Thanks, I remember about this great change… it was very hard to maintain ParaView plugins with multiple dependencies for obsolete Python 2.7. Actually, I don’t understand why Homebrew python 2.7 libraries work with old ParaView but Homebrew python 3.8 libraries produce system validation error even signed by trust self-signed certificate.

Some updates? We still not able to use Python extensions in ParaView…

@cory.quammen I think I found the issue. You’ve enabled hardened runtime validation for the ParaView build and now we can’t use 3rd party libraries in it. See this example of valid 3rd party library:

codesign -v -v /usr/local/lib/python3.8/site-packages/pyproj/_network.cpython-38-darwin.so
/usr/local/lib/python3.8/site-packages/pyproj/_network.cpython-38-darwin.so: valid on disk
/usr/local/lib/python3.8/site-packages/pyproj/_network.cpython-38-darwin.so: satisfies its Designated Requirement

otool -l /usr/local/lib/python3.8/site-packages/pyproj/_network.cpython-38-darwin.so | grep -B 1 -A 3 LC_VERSION_MIN

It’s self-signed but it can’t be loaded probably because LC_VERSION_MIN missed (non Apple compiler used). Obviously, we can’t be limited by software compiled by Apple compiler only! How about multithreaded (OpenMP) Fortran and C? Lots of science libraries requires GCC + OpenMP.

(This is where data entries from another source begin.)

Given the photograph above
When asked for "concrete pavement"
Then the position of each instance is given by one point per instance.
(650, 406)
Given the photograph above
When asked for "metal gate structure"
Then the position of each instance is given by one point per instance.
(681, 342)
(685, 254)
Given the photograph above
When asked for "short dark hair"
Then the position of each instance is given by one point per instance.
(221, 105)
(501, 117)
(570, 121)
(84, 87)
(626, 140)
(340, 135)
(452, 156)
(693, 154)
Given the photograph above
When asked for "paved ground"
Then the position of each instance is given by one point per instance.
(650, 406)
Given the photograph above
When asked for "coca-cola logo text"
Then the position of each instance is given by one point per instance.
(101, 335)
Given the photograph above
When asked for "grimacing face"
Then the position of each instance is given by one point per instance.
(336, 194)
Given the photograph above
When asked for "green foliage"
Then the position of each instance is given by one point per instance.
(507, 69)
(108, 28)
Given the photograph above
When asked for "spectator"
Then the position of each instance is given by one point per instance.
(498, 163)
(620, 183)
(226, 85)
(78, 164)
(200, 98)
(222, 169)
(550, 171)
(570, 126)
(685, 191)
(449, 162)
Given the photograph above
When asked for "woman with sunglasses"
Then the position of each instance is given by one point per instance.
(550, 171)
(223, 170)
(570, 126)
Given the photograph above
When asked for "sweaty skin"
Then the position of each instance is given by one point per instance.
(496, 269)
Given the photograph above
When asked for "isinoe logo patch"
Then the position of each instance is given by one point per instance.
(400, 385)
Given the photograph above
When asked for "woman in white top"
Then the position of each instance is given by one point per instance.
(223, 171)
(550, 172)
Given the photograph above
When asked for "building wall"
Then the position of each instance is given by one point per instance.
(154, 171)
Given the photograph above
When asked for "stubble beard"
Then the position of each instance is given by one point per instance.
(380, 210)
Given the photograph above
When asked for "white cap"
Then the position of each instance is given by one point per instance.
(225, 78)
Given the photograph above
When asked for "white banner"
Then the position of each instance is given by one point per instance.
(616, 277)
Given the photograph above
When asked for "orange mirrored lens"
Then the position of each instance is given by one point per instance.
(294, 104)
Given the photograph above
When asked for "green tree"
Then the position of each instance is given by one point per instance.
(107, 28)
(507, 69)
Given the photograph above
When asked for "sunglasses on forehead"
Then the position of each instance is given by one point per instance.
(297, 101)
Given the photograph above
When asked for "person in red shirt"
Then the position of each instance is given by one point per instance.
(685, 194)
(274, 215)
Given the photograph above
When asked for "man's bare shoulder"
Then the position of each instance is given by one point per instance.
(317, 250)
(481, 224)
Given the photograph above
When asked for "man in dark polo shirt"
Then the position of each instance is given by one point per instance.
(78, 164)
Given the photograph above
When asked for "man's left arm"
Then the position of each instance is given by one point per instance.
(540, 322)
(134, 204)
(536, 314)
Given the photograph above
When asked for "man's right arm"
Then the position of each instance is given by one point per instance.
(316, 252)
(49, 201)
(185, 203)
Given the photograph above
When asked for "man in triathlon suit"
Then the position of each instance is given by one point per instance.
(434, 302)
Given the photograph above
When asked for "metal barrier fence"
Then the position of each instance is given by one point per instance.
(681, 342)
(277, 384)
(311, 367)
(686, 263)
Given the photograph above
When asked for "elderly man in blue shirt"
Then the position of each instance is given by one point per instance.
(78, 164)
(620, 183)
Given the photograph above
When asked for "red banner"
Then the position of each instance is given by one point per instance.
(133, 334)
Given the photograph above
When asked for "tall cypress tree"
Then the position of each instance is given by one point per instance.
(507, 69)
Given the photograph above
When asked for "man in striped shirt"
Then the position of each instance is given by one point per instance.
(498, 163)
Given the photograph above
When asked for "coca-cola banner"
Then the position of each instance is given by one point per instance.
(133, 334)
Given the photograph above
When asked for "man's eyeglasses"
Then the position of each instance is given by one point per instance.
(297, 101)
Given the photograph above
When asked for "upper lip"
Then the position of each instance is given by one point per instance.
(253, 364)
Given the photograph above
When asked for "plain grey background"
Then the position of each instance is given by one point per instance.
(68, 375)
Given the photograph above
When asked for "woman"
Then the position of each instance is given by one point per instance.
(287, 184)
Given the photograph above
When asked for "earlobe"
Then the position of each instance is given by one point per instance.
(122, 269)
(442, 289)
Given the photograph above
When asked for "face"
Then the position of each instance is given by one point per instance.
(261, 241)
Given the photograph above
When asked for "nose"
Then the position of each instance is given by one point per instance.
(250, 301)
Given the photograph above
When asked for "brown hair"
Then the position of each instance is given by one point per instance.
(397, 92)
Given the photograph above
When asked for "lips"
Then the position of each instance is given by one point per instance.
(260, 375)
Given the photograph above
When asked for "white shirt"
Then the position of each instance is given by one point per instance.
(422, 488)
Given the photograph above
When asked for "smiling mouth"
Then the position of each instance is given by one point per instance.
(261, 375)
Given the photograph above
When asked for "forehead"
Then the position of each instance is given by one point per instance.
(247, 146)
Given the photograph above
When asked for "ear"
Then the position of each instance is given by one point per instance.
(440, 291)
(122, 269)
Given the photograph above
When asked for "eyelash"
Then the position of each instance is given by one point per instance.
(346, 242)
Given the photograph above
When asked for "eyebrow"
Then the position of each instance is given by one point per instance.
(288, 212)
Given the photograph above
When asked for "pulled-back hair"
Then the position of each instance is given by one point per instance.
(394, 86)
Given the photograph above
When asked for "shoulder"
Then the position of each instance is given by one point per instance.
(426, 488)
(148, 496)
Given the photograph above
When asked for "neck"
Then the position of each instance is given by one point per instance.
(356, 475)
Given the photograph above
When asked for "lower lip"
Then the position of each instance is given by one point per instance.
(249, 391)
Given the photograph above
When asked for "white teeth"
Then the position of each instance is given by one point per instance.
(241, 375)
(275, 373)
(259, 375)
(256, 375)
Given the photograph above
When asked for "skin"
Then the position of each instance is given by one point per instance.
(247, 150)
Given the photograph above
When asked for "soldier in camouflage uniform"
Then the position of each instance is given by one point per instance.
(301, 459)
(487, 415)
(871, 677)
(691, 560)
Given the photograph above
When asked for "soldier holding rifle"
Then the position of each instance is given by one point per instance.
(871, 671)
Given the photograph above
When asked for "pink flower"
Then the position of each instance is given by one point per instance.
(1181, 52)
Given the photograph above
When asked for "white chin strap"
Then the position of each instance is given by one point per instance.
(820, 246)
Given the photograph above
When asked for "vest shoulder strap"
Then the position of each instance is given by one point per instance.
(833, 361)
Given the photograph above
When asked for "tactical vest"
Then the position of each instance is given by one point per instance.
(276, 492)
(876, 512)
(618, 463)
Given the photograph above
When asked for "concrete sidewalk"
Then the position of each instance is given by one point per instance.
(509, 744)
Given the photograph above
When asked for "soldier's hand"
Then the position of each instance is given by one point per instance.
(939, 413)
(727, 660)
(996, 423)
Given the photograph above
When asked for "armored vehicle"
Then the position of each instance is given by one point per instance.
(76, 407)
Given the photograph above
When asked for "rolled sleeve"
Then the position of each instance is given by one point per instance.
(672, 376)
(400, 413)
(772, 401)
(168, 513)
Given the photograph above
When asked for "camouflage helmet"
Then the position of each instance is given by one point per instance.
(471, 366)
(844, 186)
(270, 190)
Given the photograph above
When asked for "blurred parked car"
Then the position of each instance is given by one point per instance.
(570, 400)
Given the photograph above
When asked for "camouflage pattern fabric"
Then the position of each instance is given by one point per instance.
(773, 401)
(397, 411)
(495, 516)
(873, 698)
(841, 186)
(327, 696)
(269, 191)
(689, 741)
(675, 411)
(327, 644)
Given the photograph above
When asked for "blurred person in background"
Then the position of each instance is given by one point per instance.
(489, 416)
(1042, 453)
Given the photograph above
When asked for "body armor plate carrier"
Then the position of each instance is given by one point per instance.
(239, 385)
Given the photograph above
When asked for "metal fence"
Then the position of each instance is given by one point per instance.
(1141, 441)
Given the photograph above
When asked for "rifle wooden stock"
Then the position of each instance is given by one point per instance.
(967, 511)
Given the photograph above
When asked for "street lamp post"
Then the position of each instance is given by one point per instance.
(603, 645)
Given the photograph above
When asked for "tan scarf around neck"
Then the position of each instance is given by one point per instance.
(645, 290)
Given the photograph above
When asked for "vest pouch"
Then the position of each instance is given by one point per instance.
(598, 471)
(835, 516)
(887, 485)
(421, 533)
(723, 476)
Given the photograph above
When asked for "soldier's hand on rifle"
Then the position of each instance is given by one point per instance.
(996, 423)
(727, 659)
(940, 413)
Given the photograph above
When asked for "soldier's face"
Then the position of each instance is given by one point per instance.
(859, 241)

We do this to make it easier for most Mac users to install ParaView without having to explicitly override security warnings the operating system raises. We have to no plans to stop doing this.

However, we could post the unsigned/unhardened packages on the downloads page. Would that work for your use case?

@cory.quammen Thanks, I think the additional build and brief explanation on the download page would be great for ParaView Python extension developers and users.

Okay, the unsigned .dmg of 5.9.0 for macOS has been posted on www.paraview.org/download. I hope that works for your use case.

@cory.quammen Hmm, I can’t see the new one:

Ctrl+F5 should do the trick.

Sure, I tried it :slight_smile: I’ve downloaded the build by other browser (Google Chrome instead of Safari) and it’s works with external Python 3.8 modules. Thanks!